Re: msgr2 and NAT

Sebastien Han <shan@xxxxxxxxxx> · Fri, 8 Feb 2019 12:14:32 +0100

I believe most of the containerized (docker/kubernetes) deployments
rely on NAT (doing bridges), other CNI might do things differently but
I'm concerned to lose the ability to NAT for these environments.

Thanks!
–––––––––
Sébastien Han
Principal Software Engineer, Storage Architect

"Always give 100%. Unless you're giving blood."

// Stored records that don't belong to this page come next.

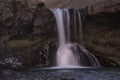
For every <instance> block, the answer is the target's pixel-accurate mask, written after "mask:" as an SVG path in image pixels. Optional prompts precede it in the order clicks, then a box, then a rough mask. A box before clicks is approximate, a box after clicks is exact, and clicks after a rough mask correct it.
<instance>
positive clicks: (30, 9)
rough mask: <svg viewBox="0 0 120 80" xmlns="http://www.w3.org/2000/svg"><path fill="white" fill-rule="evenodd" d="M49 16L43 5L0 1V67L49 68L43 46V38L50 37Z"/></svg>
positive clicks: (46, 55)
mask: <svg viewBox="0 0 120 80" xmlns="http://www.w3.org/2000/svg"><path fill="white" fill-rule="evenodd" d="M50 15H52V14H51V12H50V10H49V9H48V8H46V7H45V5H44V3H34V2H33V3H32V2H31V1H30V2H29V1H28V0H23V1H22V0H1V1H0V55H1V56H0V67H2V66H6V68H7V67H9V68H26V67H30V66H34V65H36V64H39V67H43V66H44V67H45V66H49V60H47V59H48V55H49V54H48V49H46V48H45V47H43V46H46V43H47V42H49V41H50V40H49V39H50V38H49V39H48V38H47V39H46V37H48V36H45V35H46V34H47V35H48V34H50V35H49V37H50V36H51V35H52V34H51V33H50V32H51V31H50V30H48V29H50V28H51V26H50V27H49V26H48V24H49V23H50V22H51V19H50ZM36 28H37V29H36ZM36 30H37V31H36ZM48 31H49V32H48ZM53 33H54V32H53ZM43 34H44V35H43ZM45 40H46V41H45Z"/></svg>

On Tue, Jan 29, 2019 at 3:13 PM Jason Dillaman <jdillama@xxxxxxxxxx> wrote:
>
> On Mon, Jan 28, 2019 at 4:00 AM Sage Weil <sweil@xxxxxxxxxx> wrote:
> >
> > msgr1 has some super cludgey behavior that's used to detect what IP
> > address the client or daemon should identify as.  If the daemon hasn't
> > explicitly binded to a specific IP (i.e., it bound to 0.0.0.0, [::], or
> > didn't bind at all) then the first time it connects to another peer the
> > peer will send the IP we appear to be connecting from in the initial
> > banner.
> >
> > It seems to have worked out mostly okay, but it's definitely a bit weird.
> > The first connection is always to the monitor, so this means that the IP
> > that an OSD or MDS daemon uses is always the one that on the same network
> > as the monitor (or whichever IP the kernel decides to use to route to it).
> >
> > A side-effect of this is that, in theory, a client that is behind NAT
> > could connect to a ceph cluster.  It will end up being identified by the
> > NATed IP that the cluster sees and the random 64-bit nonce.
> >
> > Note that (to my knowledge) this has never been tested, so it only
> > theoretically works..
> >
> > The initial msgr2 implementation simplifies this by instead calling
> > getsockname(2) on the first outgoing connection to see what IP we're
> > connecting from.  That removes the weird dependency on the other end tell
> > us who we are, but it means that NAT won't work.
> >
> > So... should we try to make the NAT scenario work in msgr2?
> >
> > We can do it with a minor-ish change to have the accepting end share our
> > apparent IP sooner in teh exchange (probably after the initial banner).
> > (The current code shares it as part of the server_ident, but that's too
> > late in the exchange to serve the same role it did in msgr1.)
> >
> > sage
>
> I know RBD has some test cases where is runs librbd clients *within* a
> QEMU VM via the built-in host NATing (e.g. OpenStack devstack test
> cases). Is there some reason why the OSDs care about the real IP
> address of the client?
>
>
> --
> Jason